Note that it's usually "pretty darned good" the larger `n` is. There's a
reason for that. For example, when n=1000, all x satisfying 1 <= x < 2**1000
have a root r satisfying 1 <= r < 2. Mathematically, that's a 1-to-1 function,
but in floating point there are only 2**52 representable r in the lstter range:
the larger n, the more of a many-to-1 function the n'th root is in native
floating point precision. That makes it much easier to get the best-possible
result even by accident ;-) So, e.g., this kind of output is common for
"large" n:
n = 2272
x**(1/n)
-1 10
0 982
1 8
with 1 native-precision step
all correct
with 1 extended-precision step
all correct
That means that, out of 1000 "random-ish" x, x**(1/2272) returned a result 1
ulp smaller than best-possible 10 times, 1 ulp too large 8 times, and
best-possible 982 times ("ulp" is relative to the best-possible result). Doing
any form of a single "guess + small_correction" Newton step (in either native
or extended precision) repaired all the errors.

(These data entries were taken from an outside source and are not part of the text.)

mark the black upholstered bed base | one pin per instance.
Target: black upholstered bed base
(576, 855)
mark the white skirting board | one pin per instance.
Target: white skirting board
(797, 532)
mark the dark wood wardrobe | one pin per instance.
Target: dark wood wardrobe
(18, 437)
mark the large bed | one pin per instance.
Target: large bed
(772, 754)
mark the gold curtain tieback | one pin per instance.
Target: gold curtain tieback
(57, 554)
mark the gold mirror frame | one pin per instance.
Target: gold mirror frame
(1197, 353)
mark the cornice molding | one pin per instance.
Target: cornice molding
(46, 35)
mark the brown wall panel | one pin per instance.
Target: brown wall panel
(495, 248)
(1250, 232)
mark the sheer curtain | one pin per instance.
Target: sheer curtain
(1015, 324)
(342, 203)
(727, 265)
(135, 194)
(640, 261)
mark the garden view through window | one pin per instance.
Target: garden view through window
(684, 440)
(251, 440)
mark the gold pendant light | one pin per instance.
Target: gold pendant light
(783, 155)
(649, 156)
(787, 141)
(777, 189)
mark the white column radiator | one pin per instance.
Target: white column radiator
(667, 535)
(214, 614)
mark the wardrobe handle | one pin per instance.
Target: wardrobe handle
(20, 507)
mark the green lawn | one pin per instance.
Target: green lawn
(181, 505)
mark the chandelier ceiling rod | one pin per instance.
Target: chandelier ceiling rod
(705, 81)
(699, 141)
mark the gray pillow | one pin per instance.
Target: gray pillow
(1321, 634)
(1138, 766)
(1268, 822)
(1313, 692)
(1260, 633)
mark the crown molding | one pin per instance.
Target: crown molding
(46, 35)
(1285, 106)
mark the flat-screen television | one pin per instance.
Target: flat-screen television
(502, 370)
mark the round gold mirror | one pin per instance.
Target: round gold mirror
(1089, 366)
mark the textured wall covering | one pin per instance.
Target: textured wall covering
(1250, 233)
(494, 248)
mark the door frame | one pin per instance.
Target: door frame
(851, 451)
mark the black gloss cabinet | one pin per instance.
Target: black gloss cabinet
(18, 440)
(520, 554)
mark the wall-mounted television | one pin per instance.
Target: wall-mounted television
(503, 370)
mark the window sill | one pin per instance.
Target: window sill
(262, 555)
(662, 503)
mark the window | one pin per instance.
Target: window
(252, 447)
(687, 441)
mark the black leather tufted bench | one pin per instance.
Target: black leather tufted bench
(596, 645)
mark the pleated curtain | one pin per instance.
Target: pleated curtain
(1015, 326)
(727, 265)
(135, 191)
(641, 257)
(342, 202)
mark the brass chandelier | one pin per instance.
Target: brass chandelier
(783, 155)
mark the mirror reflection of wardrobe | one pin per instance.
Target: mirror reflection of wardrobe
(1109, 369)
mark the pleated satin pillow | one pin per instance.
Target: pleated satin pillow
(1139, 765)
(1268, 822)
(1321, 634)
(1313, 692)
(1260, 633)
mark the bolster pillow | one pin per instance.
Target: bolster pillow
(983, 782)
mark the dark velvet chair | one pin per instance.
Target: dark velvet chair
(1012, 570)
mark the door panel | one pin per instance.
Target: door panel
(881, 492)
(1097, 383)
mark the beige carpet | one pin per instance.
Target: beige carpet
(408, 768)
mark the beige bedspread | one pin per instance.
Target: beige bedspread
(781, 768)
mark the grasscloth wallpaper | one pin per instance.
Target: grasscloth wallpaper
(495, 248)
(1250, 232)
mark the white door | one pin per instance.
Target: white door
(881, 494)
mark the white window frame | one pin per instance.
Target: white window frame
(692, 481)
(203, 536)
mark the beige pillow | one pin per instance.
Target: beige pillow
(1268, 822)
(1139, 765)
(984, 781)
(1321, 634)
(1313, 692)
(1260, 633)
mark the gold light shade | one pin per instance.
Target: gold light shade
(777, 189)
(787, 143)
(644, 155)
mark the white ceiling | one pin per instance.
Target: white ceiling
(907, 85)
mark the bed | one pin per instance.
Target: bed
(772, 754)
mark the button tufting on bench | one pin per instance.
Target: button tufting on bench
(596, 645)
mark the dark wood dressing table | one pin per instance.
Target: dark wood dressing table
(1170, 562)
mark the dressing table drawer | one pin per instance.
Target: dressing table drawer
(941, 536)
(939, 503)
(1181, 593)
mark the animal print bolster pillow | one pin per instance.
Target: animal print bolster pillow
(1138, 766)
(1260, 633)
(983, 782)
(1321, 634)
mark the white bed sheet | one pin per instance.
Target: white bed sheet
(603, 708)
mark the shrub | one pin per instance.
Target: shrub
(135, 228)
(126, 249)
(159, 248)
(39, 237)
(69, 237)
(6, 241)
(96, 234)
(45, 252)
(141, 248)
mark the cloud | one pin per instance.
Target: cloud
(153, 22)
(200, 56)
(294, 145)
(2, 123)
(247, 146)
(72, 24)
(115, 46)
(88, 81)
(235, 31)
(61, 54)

Things look very different for small n. Like:
n = 2
x**(1/n)
-1 1
0 997
1 2
with 1 native-precision step
-1 117
0 772
1 111
with 1 extended-precision step
all correct
1/2 is exactly representable, so errors are few. But doing a native-precsion
"correction" made results significantly worse.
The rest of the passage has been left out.